Les Hommes sans Épaules
Dossier : Edouard J. MAUNICK, le poète ensoleillé vif
Numéro 53
354 pages
07/03/2022
17.00 €
Sommaire du numéro
Éditorial : La poésie des Damné(e)s ! , par Christophe DAUPHIN
Les Porteurs de Feu : Edouard J. MAUNICK, par César BIRÈNE, Yusef KOMUNYAKAA, par Christophe DAUPHIN, Cédric BARNAUD, Poèmes de Edouard J. MAUNICK, Yusef KOMUNYAKAA
Ainsi furent les Wah 1, Poètes aux Mascareignes : Poèmes de Evariste PARNY, Charles Marie René LECONTE DE LISLE, Charles BAUDELAIRE, Malcolm de CHAZAL, Loys MASSON, Jean ALBANY, Boris GAMALEYA, Raymond FARINA, Ananda DEVI, Catherine BOUDET
Dossier : Edouard J. MAUNICK, le poète ensoleillé vif par Christophe DAUPHIN, René DEPESTRE, Léopold Sédar SENGHOR, Jean BRETON, avec des textes de Edouard J. MAUNICK
Ainsi furent les Wah 2 : Poèmes de Edith BRUCK, Nathalie SWAN, Mathilde ROUYAU, Jennifer GROUSSELAS, Jean-Pierre LESIEUR, André-Louis ALIAMET, Jean-Louis BERNARD, Michel LAMART, Jacques BOISE
Poèmes-Témoins : Pour les Damné(e)s !, par Christophe DAUPHIN, Poèmes de Ilarie VORONCA, André de RICHAUD, Ashraf FAYAD, Erri DE LUCA, Thomas DEMOULIN, Joseph PONTHUS, Gérard MORDILLAT, Louis CHEVAILLIER, Laurent THINES, Cathy JURADO, Yves MARTIN, Claude de BURINE, Thomas LE ROY, Taslima NASREEN, Marie MURSKI, François MONTMANEIX
Les pages des Hommes sans Epaules : Elodia TURKI, Hervé DELABARRE, Alain BRETON, Christophe DAUPHIN, Paul FARELLIER
Avec la moelle des arbres : Notes de lectures de Christophe DAUPHIN, Karel HADEK, Odile COHEN-ABBAS
Les Infos/Echos des HSE : Textes et poèmes de Frédéric TISON, Christophe DAUPHIN, Odile COHEN-ABBAS, Virginia TENTINDO, Jean CHATARD, César BIRÈNE, Pierre PINONCELLI, Paul FARELLIER, Werner LAMBERSY, Max JACOB, Alain BRETON, Katayoun AFIFI
Présentation
Éditorial
LA POÉSIE DES DAMNÉ(E)S !
Pour un Manifeste de l'Emotivisme,
par
Christophe DAUPHIN
Tes chants s’éprennent, entre la terre et le ciel ; ils écoutent une étoile, et te voilà l’homme défait – l’homme d’en bas. - Tu viens brûler dans ce qui déjà n’est que cendre.
Frédéric TISON
La Damnation des poètes, un la résume, c’est Antonin Artaud. Le damné du Mômo c’est d’abord lui-même : « Je suis fou même pour la folie. ». Il ajoute (in L’Ombilic des limbes, Gallimard 1926) : Il y a un mal contre lequel l'opium est souverain et ce mal s'appelle l'Angoisse, dans sa forme mentale, médicale, physiologique, logique ou pharmaceutique, comme vous voudrez. - L'Angoisse qui fait les fous. - L'Angoisse qui fait les suicidés. - L'Angoisse qui fait les damnés. - L'Angoisse que la médecine ne connaît pas. - L'Angoisse que votre docteur n’entend pas. – L’Angoisse qui lèse la vie. – L’Angoisse qui pince la corde ombilicale de la vie.
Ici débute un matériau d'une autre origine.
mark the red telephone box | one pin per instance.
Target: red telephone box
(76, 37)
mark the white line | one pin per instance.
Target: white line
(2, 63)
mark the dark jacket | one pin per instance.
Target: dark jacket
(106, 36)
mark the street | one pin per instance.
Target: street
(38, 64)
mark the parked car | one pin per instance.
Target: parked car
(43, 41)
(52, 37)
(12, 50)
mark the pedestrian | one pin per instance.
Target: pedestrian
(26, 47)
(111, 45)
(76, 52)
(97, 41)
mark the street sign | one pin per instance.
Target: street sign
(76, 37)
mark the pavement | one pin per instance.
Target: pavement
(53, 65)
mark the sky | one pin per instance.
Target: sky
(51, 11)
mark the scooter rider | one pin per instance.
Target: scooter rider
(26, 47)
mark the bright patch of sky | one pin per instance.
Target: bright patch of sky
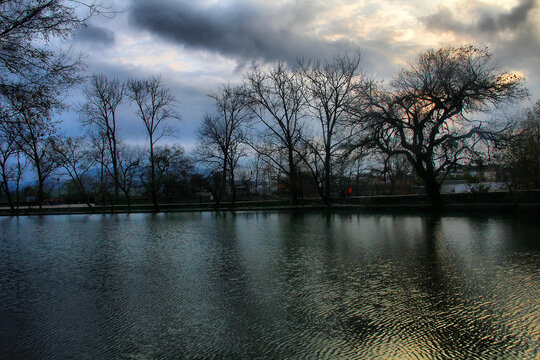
(197, 46)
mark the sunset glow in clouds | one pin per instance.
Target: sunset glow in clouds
(198, 45)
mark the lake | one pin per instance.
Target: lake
(275, 285)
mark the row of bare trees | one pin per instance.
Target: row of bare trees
(317, 118)
(320, 116)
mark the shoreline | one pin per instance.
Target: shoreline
(527, 208)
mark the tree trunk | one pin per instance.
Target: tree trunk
(433, 189)
(327, 188)
(293, 190)
(153, 188)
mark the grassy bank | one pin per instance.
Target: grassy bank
(494, 202)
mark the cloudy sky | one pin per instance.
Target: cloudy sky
(196, 46)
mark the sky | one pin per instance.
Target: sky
(197, 46)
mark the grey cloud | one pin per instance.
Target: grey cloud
(445, 20)
(95, 34)
(239, 30)
(512, 20)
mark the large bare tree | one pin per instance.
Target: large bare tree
(222, 136)
(27, 61)
(429, 114)
(155, 106)
(276, 98)
(102, 98)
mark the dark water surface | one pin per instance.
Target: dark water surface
(269, 285)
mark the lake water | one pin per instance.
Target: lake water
(269, 285)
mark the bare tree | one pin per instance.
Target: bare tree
(521, 156)
(8, 150)
(428, 113)
(103, 96)
(276, 98)
(329, 93)
(173, 170)
(222, 136)
(155, 106)
(77, 161)
(129, 166)
(34, 133)
(27, 62)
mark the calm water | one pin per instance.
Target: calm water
(269, 285)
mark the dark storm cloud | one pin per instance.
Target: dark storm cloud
(239, 30)
(487, 22)
(95, 34)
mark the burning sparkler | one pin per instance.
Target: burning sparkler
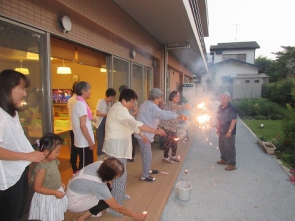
(174, 138)
(204, 118)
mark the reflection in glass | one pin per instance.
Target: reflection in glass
(15, 43)
(120, 75)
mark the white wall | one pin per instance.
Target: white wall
(229, 69)
(250, 55)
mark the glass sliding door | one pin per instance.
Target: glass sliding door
(138, 82)
(147, 83)
(21, 50)
(120, 74)
(141, 81)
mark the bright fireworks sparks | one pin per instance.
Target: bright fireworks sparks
(204, 118)
(174, 138)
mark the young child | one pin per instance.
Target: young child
(49, 201)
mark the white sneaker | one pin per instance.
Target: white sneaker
(113, 213)
(98, 215)
(126, 197)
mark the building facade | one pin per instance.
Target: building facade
(233, 69)
(108, 43)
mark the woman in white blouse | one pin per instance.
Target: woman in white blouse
(119, 127)
(16, 152)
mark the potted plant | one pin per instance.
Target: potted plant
(269, 148)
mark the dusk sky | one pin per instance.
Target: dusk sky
(270, 23)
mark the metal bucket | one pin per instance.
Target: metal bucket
(184, 190)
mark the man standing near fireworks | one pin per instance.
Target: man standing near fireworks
(226, 131)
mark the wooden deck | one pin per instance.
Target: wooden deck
(145, 196)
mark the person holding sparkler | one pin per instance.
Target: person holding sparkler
(120, 124)
(170, 127)
(149, 113)
(226, 131)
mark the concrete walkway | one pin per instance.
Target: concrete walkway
(257, 191)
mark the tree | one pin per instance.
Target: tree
(263, 63)
(284, 64)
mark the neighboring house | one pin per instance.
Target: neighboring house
(233, 69)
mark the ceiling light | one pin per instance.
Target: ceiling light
(32, 56)
(103, 68)
(64, 70)
(21, 69)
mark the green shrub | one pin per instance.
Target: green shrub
(289, 131)
(260, 108)
(280, 92)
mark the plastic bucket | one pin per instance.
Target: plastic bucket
(184, 190)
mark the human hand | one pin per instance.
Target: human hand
(228, 134)
(35, 156)
(110, 184)
(91, 146)
(58, 194)
(183, 117)
(144, 139)
(187, 106)
(140, 216)
(161, 132)
(218, 131)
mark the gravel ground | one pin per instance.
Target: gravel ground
(257, 191)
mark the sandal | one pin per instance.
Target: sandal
(168, 160)
(148, 179)
(175, 158)
(154, 171)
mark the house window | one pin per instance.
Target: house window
(240, 57)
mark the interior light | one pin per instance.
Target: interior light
(64, 70)
(21, 69)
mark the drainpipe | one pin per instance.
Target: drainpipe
(166, 62)
(165, 71)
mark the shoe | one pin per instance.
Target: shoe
(114, 213)
(101, 157)
(175, 158)
(168, 160)
(148, 179)
(222, 162)
(154, 171)
(230, 167)
(126, 197)
(97, 215)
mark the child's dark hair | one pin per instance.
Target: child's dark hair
(49, 142)
(128, 95)
(109, 169)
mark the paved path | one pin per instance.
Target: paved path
(257, 191)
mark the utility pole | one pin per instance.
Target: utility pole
(236, 38)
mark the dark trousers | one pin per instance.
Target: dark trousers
(74, 153)
(134, 143)
(13, 199)
(85, 156)
(100, 132)
(227, 149)
(100, 206)
(170, 143)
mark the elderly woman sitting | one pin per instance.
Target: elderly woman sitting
(149, 113)
(89, 190)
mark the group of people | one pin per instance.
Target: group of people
(95, 186)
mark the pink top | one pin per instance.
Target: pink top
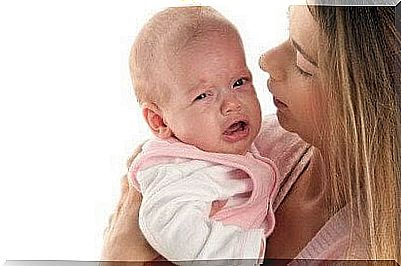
(291, 156)
(261, 179)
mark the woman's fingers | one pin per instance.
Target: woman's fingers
(123, 240)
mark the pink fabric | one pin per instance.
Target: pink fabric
(256, 211)
(291, 156)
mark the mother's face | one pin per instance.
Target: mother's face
(294, 76)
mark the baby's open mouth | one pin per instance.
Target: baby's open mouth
(237, 126)
(236, 131)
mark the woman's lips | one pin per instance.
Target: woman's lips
(279, 104)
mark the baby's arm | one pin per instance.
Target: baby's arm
(174, 217)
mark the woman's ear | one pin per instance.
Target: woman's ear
(154, 117)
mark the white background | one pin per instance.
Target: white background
(69, 118)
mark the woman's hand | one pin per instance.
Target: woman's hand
(123, 240)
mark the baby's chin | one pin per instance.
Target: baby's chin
(240, 148)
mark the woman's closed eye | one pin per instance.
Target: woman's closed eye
(239, 82)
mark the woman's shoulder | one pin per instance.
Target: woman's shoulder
(287, 150)
(275, 142)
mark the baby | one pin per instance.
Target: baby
(207, 193)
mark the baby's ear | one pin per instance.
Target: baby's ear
(154, 117)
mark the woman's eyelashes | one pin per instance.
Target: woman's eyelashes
(239, 82)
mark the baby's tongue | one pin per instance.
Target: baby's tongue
(233, 128)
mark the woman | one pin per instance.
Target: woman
(335, 82)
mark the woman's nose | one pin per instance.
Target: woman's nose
(275, 61)
(230, 104)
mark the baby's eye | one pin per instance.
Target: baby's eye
(239, 82)
(201, 96)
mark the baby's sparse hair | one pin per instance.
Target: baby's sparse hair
(161, 39)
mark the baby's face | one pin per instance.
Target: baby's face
(213, 104)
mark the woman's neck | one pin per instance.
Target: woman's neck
(314, 184)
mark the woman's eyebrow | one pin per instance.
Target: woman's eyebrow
(302, 51)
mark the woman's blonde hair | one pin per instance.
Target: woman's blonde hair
(360, 68)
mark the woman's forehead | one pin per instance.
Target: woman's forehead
(304, 31)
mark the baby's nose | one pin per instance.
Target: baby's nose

La création est pour le poète la blessure originelle. Son poème est habité, vécu, y compris dans la dimension onirique : un enjeu d’être total, et pour tout dire, émotiviste, car l’émotion est l’équation du rêve et de la réalité ; qui met le sujet hors de soi. « Je est un autre », certes, mais aussi « Je sont tous les autres » : « Si je suis poète ou acteur, ce n’est pas pour écrire ou déclamer des poésies, mais pour les vivre. Lorsque je récite un poème, ce n’est pas pour être applaudi mais pour sentir des corps d’hommes ou de femmes, je dis des corps trembler et virer à l’unisson du mien, virer comme on vire, de l’obtuse contemplation du bouddha assis, cuisses installées et sexe gratuit, à l’âme, c’est-à-dire à la matérialisation corporelle et réelle d’un être intégral de poésie », nous dit encore (de l’asile de Rodez, en 1946) Antonin Artaud.
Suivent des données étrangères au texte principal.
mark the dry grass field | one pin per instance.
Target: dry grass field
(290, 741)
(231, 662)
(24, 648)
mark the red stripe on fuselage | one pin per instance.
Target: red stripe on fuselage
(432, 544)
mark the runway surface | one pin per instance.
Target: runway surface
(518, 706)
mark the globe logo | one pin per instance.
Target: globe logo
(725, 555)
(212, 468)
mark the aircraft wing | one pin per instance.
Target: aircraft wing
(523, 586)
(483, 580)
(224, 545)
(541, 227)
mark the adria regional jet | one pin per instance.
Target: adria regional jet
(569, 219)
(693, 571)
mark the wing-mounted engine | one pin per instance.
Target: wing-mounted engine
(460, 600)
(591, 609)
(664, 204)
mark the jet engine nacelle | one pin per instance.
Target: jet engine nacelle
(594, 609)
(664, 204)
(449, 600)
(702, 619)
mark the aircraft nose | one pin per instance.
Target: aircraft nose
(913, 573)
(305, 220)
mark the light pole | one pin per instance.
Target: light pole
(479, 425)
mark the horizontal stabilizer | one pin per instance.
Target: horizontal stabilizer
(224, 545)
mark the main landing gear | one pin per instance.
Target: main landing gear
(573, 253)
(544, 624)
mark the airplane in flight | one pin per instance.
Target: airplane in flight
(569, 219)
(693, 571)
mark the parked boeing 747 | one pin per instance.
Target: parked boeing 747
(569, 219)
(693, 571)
La poésie, cet organisme, ce postulat du sang, imbibe profondément la vie et l’œuvre, mais aussi la révolte du poète, dont le noir n’est pas qu’une couleur de fond, un style, un genre complaisant : Je nage en mon ombre -Trop de noir dedans. - Mon ombre est la tombe - Pénétrable au vent, écrit Jean-Pierre Duprey. Mais tout n’est pas noir, puisque que Jean Breton nous dit que : la couleur n’aboie qu’au soleil. L’objet langagier (une large part des publications actuelles) n’est pas un poème, c’est un objet langagier.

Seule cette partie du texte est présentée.